Open ys404314023 opened 8 years ago

ys404314023 commented 8 years ago

hello! Thank you very much for sharing the source code for us to learn！ I can train my data by using your source code on CPU.But it is too slow. So I want to train my data on GPU. I referred to https://github.com/hyenal/crfasrnn.But there are a few problems that I can't solve.

So I would like to ask you if there is a demo that i can train data on the GPU ? Thank you very much!

ys404314023 commented 8 years ago

And I would like to make sure that the version you are now offering is not supported by GPU?

I trained my data in GTX1080 (8G memory), error: out of memory. thank you!

thuanvh commented 8 years ago

In my experience, you need to reduce size of some layers. For example from 512x512 to 256x256.

2016-09-06 22:23 GMT+07:00 ys404314023 notifications@github.com:

And I would like to make sure that the version you are now offering is not supported by GPU?

I trained my data in GTX1080 (8G memory), error: out of memory. thank you!

— You are receiving this because you are subscribed to this thread. Reply to this email directly, view it on GitHub https://github.com/torrvision/crfasrnn/issues/66#issuecomment-244986849, or mute the thread https://github.com/notifications/unsubscribe-auth/ADTrWwAgzCXGa46wtLcoflhNSs3aZWoCks5qnYVfgaJpZM4J187z .

ys404314023 commented 8 years ago

hi ， I want to train my data by your code , but there are some difficulties here I can't solve.

I change the pixel size of my image to 300*300. then i make it to LMDB by https://github.com/martinkersner/train-CRF-RNN . then i train my data by caffe/example/segmentationcrfasrnn/TVG_CRFRNN_new_traintest. i can train my data on GPU. but the answer is wrong when i train it about 180000 iteration.

why the answer is wrong?if i use the wrong net file?or the number of iteration is not enough?

thank you !

KleinYuan commented 7 years ago

@bittnt Hey, what kinda machine you guys used to train in the paper? I cannot find it. We are trying to train a model with GPU and wondering what kind of machine we should put up with. Especially, on memory size. It looks like running the example would easily go up to more than 15G memory consumption on CPU and our training got killed in the mid with 980 ti.

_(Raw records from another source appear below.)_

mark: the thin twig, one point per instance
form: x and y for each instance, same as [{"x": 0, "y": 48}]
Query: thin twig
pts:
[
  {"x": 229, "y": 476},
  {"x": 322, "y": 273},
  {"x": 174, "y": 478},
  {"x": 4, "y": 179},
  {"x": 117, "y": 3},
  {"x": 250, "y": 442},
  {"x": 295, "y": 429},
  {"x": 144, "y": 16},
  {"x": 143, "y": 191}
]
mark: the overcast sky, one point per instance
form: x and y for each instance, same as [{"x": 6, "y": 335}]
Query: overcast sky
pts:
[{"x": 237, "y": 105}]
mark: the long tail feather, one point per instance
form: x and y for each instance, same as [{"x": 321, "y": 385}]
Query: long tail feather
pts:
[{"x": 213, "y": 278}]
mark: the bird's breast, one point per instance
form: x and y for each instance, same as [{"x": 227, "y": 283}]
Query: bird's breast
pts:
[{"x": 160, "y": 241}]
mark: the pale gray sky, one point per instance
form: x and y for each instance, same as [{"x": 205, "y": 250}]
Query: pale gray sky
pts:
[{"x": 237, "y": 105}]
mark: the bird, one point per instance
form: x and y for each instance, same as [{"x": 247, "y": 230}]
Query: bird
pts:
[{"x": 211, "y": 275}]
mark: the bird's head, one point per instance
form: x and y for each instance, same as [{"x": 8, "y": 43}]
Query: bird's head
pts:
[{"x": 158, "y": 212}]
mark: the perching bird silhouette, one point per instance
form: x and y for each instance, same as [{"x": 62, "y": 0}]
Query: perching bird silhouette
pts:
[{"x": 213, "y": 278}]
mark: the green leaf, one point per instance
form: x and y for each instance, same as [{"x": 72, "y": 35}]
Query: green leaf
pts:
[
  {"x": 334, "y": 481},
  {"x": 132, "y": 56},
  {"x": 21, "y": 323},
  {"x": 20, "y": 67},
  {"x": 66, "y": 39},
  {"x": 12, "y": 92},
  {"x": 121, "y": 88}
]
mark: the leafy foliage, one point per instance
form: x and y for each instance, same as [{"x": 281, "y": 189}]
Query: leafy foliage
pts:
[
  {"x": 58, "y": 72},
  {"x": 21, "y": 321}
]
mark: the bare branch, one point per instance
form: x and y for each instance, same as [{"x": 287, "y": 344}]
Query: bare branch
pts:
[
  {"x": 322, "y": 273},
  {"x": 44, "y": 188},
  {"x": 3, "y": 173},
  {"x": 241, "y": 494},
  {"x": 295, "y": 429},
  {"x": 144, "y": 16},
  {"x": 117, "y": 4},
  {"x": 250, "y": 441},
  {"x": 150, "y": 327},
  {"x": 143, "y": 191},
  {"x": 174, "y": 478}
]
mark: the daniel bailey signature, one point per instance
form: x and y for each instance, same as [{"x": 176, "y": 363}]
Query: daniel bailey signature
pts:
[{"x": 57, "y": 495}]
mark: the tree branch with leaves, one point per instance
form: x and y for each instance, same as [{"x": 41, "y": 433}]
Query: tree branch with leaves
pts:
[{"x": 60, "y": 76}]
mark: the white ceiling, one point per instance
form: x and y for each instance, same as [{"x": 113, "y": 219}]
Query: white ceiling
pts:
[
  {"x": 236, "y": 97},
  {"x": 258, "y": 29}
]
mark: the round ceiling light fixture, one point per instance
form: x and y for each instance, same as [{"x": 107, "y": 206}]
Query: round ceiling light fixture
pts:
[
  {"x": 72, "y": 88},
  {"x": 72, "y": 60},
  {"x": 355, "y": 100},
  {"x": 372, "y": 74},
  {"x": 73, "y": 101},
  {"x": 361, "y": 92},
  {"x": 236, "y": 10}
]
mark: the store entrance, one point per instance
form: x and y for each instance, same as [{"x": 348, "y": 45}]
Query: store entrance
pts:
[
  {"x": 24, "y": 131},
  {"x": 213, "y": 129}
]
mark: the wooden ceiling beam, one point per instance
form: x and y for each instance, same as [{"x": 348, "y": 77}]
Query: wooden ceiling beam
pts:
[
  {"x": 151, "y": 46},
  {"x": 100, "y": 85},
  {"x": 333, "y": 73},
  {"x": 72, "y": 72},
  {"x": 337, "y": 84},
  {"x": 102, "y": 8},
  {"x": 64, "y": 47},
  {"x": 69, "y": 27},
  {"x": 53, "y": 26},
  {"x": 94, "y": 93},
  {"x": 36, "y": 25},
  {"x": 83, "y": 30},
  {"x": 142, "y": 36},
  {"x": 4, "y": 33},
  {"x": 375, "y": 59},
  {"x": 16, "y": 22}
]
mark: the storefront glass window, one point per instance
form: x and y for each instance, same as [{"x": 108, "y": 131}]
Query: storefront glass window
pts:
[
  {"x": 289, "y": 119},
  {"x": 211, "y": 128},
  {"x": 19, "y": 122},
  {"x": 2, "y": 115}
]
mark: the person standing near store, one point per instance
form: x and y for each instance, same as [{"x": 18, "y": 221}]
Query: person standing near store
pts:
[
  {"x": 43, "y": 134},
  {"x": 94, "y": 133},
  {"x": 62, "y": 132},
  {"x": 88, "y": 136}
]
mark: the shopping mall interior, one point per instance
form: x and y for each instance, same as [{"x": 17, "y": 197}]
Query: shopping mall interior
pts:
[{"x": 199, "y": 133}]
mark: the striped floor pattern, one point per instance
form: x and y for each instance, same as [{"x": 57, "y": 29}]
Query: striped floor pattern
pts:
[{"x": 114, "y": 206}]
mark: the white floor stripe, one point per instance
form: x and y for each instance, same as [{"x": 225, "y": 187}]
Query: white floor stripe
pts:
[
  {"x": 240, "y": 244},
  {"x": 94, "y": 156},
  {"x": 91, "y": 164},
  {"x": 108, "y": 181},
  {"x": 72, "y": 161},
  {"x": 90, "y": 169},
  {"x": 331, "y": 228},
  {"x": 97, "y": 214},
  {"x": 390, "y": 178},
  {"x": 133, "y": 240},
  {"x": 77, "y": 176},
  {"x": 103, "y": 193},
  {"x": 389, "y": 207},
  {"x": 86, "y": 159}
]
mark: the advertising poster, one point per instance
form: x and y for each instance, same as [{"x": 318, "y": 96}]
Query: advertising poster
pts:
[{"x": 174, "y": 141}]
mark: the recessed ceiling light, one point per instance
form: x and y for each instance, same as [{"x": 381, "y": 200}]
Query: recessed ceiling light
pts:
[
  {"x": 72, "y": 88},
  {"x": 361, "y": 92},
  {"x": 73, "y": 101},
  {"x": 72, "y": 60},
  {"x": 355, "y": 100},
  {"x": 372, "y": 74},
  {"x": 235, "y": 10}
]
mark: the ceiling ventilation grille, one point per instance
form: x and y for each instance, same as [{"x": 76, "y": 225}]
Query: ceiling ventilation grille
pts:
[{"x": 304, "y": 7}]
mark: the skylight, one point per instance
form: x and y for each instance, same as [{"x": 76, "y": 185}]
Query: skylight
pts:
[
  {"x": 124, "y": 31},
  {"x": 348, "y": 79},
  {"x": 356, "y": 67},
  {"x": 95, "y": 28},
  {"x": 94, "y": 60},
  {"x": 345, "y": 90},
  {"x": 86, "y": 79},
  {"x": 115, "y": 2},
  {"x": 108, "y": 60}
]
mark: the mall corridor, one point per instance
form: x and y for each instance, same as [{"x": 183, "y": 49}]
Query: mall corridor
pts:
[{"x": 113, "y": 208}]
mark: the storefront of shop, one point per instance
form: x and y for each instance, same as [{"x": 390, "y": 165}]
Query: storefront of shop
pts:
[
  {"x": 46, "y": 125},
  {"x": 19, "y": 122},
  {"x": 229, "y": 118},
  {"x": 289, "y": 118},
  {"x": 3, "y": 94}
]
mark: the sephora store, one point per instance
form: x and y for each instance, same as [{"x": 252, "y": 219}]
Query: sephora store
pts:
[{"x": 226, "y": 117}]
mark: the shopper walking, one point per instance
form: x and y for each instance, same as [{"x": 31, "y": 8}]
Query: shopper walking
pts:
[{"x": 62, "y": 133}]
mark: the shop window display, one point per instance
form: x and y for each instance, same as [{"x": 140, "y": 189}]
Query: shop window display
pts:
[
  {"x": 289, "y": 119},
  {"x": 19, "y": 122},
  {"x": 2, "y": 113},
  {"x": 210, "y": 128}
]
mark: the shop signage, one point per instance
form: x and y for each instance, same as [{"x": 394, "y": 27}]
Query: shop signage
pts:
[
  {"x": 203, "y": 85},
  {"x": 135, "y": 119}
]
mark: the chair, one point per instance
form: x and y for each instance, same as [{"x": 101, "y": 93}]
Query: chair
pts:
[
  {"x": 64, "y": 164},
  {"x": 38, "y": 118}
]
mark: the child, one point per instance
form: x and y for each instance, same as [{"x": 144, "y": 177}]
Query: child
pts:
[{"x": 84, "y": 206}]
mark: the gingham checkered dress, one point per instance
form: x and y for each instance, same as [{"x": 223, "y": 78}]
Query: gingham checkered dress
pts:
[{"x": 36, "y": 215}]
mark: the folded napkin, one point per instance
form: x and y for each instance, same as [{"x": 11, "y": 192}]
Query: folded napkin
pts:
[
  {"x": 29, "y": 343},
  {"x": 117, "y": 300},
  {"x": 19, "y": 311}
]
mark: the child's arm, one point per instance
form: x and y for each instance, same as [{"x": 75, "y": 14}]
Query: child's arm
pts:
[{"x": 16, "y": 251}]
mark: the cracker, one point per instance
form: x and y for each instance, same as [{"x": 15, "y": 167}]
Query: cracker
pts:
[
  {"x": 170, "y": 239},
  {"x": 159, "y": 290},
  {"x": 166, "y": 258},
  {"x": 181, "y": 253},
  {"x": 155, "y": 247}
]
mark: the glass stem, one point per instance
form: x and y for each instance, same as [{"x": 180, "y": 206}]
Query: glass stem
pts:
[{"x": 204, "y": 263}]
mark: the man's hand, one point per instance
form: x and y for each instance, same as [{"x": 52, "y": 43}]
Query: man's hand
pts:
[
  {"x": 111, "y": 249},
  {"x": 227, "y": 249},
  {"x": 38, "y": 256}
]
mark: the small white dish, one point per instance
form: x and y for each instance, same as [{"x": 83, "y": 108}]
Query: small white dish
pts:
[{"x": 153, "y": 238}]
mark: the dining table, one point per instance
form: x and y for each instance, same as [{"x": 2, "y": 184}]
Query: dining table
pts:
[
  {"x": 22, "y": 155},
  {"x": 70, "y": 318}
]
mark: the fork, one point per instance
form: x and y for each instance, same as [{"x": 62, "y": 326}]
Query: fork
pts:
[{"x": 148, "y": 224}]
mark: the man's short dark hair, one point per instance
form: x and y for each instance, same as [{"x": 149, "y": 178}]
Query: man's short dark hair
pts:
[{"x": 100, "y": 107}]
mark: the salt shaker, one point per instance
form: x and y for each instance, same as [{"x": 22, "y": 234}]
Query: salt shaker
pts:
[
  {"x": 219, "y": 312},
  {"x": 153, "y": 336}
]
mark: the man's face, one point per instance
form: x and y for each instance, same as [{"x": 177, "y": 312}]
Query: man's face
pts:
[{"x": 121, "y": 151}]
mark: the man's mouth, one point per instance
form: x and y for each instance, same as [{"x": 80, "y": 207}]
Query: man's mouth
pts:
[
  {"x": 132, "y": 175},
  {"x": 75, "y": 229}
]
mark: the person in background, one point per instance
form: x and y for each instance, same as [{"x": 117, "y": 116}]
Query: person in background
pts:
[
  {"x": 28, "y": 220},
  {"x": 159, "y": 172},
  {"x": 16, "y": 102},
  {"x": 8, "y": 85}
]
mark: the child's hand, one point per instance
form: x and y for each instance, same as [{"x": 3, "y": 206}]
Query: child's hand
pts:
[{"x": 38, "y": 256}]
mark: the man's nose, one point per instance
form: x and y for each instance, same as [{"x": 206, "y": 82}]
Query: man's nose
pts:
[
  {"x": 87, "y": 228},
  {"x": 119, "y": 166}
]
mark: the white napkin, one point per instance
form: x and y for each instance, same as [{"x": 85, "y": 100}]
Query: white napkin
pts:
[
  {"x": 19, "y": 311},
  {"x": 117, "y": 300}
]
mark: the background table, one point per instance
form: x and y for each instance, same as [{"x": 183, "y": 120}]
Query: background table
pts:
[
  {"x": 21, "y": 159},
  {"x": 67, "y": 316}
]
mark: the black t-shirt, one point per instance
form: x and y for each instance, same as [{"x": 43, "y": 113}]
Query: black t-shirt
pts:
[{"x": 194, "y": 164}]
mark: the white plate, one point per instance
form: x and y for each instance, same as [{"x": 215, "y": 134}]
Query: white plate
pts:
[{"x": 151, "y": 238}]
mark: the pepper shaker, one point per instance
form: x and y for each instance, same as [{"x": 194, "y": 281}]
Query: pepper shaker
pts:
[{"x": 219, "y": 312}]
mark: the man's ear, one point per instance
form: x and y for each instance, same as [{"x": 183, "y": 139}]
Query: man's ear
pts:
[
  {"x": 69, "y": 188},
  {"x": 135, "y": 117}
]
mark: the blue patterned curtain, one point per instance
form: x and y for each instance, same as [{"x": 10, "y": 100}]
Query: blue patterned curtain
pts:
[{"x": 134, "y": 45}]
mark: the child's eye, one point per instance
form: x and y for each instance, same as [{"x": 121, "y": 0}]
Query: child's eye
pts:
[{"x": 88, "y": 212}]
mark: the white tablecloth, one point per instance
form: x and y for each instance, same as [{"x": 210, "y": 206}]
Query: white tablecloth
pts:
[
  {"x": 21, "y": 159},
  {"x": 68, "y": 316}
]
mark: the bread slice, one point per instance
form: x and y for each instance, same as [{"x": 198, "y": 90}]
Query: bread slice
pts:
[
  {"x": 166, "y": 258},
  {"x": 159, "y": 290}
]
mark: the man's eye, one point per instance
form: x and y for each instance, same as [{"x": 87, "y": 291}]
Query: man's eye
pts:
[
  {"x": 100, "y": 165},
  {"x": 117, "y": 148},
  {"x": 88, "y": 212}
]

Really appreciate if any suggestions can be given.

ys404314023 commented 7 years ago

maybe you can reduce the batch_size.

KleinYuan commented 7 years ago

@ys404314023 But for segmentation, the batch size is already 1.

KleinYuan commented 7 years ago

@ys404314023 thanks for your help and I eventually figure it out, also organizing some documents here. It's like a demo/documents of training on GPU. Works for me. Hope it may help you.